A group of produce industry associations say they are relying on producers and retail/restaurant customers to support the government health agency advisories and is urging an industry-wide voluntary withdrawal of all romaine currently in marketing channels and held in inventory. Additionally, food safety experts from the produce industry are preparing to closely examine information that may help in pinpointing the specific source of the outbreak utilizing the extensive traceback information maintained by leafy greens producers.
“Food safety is our top priority,” The United Fresh Produce Association said in a statement released Nov. 20. “We must take swift action to protect consumers by stopping shipment of romaine lettuce and withdrawing any product that has been shipped to retail stores or restaurants.”
The produce industry is working to achieve standardized, electronic (computerized) traceability across the supply chain through the Produce Traceability Initiative (PTI). The initiative is a voluntary, industry-wide effort designed to help maximize the effectiveness of current track and trace procedures, while developing a standardized industry approach to enhance the speed and efficiency of traceability systems for the future.
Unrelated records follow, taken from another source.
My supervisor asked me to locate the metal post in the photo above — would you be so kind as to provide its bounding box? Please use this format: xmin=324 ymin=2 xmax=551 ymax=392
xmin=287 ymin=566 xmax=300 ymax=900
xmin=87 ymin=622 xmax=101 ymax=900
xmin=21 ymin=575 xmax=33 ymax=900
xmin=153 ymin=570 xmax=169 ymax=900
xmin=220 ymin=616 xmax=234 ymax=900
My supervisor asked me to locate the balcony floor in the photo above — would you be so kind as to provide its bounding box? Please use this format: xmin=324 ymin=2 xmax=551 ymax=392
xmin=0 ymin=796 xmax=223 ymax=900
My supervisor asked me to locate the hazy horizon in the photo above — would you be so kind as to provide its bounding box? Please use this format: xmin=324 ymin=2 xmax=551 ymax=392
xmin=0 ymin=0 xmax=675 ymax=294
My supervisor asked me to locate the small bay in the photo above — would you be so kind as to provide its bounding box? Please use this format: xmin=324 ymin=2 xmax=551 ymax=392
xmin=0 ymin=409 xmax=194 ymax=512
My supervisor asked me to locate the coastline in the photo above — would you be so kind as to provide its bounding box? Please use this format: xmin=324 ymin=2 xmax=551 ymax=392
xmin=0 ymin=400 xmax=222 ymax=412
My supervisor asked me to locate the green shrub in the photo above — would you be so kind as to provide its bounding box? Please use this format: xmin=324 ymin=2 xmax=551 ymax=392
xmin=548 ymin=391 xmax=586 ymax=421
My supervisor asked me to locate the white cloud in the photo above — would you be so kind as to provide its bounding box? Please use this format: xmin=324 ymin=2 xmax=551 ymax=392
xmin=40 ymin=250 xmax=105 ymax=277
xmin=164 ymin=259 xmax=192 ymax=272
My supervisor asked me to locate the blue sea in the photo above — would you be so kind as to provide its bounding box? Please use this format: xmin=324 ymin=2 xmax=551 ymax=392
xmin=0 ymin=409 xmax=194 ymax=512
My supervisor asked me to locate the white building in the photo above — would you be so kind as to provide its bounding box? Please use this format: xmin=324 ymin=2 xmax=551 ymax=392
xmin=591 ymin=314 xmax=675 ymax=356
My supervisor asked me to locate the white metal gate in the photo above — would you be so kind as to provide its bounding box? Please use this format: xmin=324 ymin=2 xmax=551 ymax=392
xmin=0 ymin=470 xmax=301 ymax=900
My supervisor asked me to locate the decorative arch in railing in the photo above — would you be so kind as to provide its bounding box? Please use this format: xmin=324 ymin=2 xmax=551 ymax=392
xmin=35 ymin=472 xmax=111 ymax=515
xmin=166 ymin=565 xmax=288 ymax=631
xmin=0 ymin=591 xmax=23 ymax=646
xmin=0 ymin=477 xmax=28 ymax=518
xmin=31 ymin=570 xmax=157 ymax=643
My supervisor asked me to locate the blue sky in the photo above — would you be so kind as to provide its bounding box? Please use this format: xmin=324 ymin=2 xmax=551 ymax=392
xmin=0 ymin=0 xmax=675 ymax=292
During an August meeting, the PTI Leadership Council emphasized the importance of ongoing industry collaboration on traceability, and being able to track produce’s “last mile.” PTI Leadership Council Co-Chair Doug Grant of The Oppenheimer Group said, “The U.S. Food and Drug Administration’s (FDA) romaine outbreak investigation, combined with an increasing number of fresh produce recalls, highlight the need to be able to trace our products through to the retail level. And having more buyers step up and implement PTI at distribution center and store level will also send a strong vote of confidence to our supply chain about the need for and value of traceability.”
The value of traceability to control food safety issues is increasingly important to all segments of the food industry, and technology makes isolating contamination sources ever more possible.